Este tiempo español complicado es también propicio para las emociones civiles. Vale decir también patrióticas, dándole a la palabra un acento civil; es decir, crítico e ilustrado. Después de todo, así ha sido históricamente el patriotismo español cuando ha sido eso y no patrioterismo. Un patriotero resulta menos patriota que nacionalista: más que por la patria real, siempre compleja y con defectos, el nacionalista se mueve por una abstracción puritana, mutiladora.
El nacionalismo podría definirse, de hecho, como patriotismo sin autocrítica. Lo recordaba el domingo Ignacio Martínez de Pisón en el acto que Societat Civil Catalana organizó en Barcelona bajo el lema de “La España que nos une”. Hubo otros buenos discursos, como el de Rafael Arenas y Joaquim Coll, presidente y vicepresidente de SCC, o el de Núria Amat. Pero el que me emocionó, el que me ha emocionado al verlo en vídeo, porque no estuve allí, ha sido el de Juan Claudio de Ramón.

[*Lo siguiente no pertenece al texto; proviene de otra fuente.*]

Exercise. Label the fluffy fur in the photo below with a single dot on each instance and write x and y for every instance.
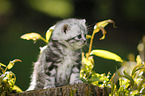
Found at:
(60, 61)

De Ramón es un amigo reciente, más joven que yo, muy joven, que ha estado destinado unos años en Ottawa como diplomático (nuestra comunicación ha sido por internet) y hace un par de meses se incorporó a su nuevo destino: Roma. Suele escribir artículos de carácter cultural en Jot Down y reflexiones sensatas sobre la cuestión catalana en El País. El domingo se levantó temprano, tomó un avión de Roma a Barcelona, asistió al acto de SCC y por la tarde regresó.
En persona solo lo he visto una vez, de momento, en una inolvidable cena que Manuel Arias Maldonado y yo tuvimos con él en abril, en Málaga. Venía de Ronda, donde estaba asistiendo a un congreso, con un libro de Rilke de regalo. Además del afecto personal, de las complicidades, de la estupenda conversación y las risas, encontré en él a un verdadero servidor público, aunque la expresión suene rimbombante. Quizá me llamó la atención porque no estoy acostumbrado a tratar con ese tipo de gente.
No sé cuántos hay como él, pero no creo que muchos. Al país le iría bien si la clase dirigente –en un sentido anglosajón– la compusieran personas así: formadas, cultas, sensibles, capaces y sensatas.
De su discurso del domingo me emociona sobre todo la limpieza. Su manera de hablar de España sin complejos y sin énfasis. Con una naturalidad extremadamente civilizada. La lucidez con que disecciona el nacionalismo. El toque tímido pero firme. La convicción pudorosa, por tener que estar defendiendo los rudimentos de la libertad política y de la convivencia a estas alturas. Y la gracia con que termina: “Así que ¡ea, españoles!, defendamos nuestro estado democrático y el país que nos une”.